A l'avenir, en norme IFRS, les goodwills ne seront plus amortis mais dépréciés en cas de perte de valeur, ce qui est déjà la pratique depuis fin 2001 en normes américains (4). Il est donc probable qu'il y aura plus souvent des dépréciations de goodwills à l'avenir que nous n'en avons enregistrées jusque là.
M. Hirschey et V. Richardson observent les réactions du cours de bourse d'entreprises américaines lors de 87 annonces de dépréciation de goodwill faites entre 1992 et 1996, à la fois à la date d'annonce de la dépréciation, et sur une longue période, avant et après l'annonce. La thèse défendue par M. Hirschey et V. Richardson est que l'annonce de la dépréciation du goodwill est porteuse d'un signal négatif sur les perspectives de bénéfices futurs de l'entreprise faisant cette annonce. Une révision à la baisse de la valeur des actifs immatériels signifie que la valeur des bénéfices espérés est plus faible qu'initialement prévue au moment de l'acquisition. Si cette information n'était pas déjà anticipée par les marchés financiers, selon l'hypothèse d'efficience semi-forte des marchés, alors, on devrait observer en moyenne une sous-performance des cours de bourse à la date où de telles annonces sont faites.
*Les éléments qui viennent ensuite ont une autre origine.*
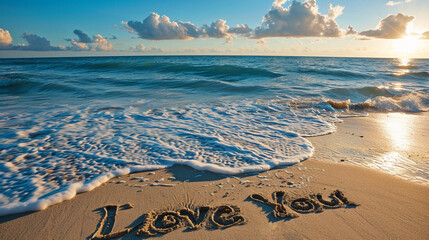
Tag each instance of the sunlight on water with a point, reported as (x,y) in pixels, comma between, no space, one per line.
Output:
(403,61)
(397,126)
(404,65)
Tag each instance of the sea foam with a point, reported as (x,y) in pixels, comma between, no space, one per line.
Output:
(76,150)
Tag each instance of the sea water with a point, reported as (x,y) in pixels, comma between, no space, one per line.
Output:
(69,124)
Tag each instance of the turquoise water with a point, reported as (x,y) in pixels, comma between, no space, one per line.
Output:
(69,124)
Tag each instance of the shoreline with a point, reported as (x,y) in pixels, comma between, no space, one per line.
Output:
(387,202)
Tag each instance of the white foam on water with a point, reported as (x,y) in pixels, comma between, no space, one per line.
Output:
(64,152)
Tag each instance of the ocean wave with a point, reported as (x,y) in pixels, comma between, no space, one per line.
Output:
(63,153)
(22,84)
(338,73)
(409,102)
(421,74)
(364,91)
(221,71)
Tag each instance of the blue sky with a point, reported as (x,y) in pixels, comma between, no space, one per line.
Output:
(103,22)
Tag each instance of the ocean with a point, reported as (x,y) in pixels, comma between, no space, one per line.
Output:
(69,124)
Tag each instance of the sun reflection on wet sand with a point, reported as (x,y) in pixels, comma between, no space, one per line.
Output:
(397,126)
(398,129)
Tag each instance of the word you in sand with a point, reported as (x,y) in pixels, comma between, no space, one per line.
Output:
(162,222)
(287,207)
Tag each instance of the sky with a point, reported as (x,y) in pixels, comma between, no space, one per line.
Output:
(344,28)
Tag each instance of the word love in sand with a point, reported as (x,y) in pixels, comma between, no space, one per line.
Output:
(166,221)
(286,207)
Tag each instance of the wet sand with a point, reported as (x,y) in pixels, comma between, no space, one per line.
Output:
(390,207)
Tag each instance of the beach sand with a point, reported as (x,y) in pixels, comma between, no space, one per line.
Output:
(390,207)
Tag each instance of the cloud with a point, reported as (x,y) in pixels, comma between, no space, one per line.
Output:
(5,39)
(83,37)
(300,19)
(350,31)
(391,27)
(37,43)
(393,3)
(261,42)
(425,35)
(85,43)
(242,29)
(363,38)
(141,48)
(218,29)
(101,44)
(78,46)
(156,27)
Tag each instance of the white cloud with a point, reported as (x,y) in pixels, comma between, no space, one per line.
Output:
(350,31)
(393,3)
(83,37)
(79,46)
(391,27)
(141,48)
(242,29)
(101,44)
(218,29)
(5,39)
(156,27)
(36,43)
(300,19)
(85,43)
(261,42)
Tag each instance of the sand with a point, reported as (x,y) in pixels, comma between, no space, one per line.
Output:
(389,207)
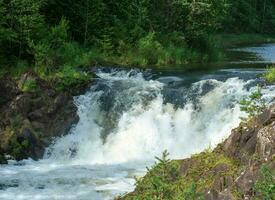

De plus, si les marchés ont correctement incorporé l'information révélée à la date de l'annonce, cette sous-performance ne devrait pas persister à long terme.
La prévision d'une réaction négative du marché à une telle annonce est confirmée par les données observées par les deux auteurs : ils constatent une baisse moyenne du cours de bourse relativement au marché de l'ordre de 3% à 3,5% au moment de l'annonce de la dépréciation du goodwill.
Cette baisse du cours de bourse relativement au marché est commune à l'ensemble des secteurs industriels représentés. Ainsi, le marché interprète la dépréciation du goodwill comme un signal négatif concernant la rentabilité future de l'entreprise considérée, quel que soit le secteur considéré, mais aussi quelle que soit la taille de la dépréciation relativement à la taille de l'entreprise.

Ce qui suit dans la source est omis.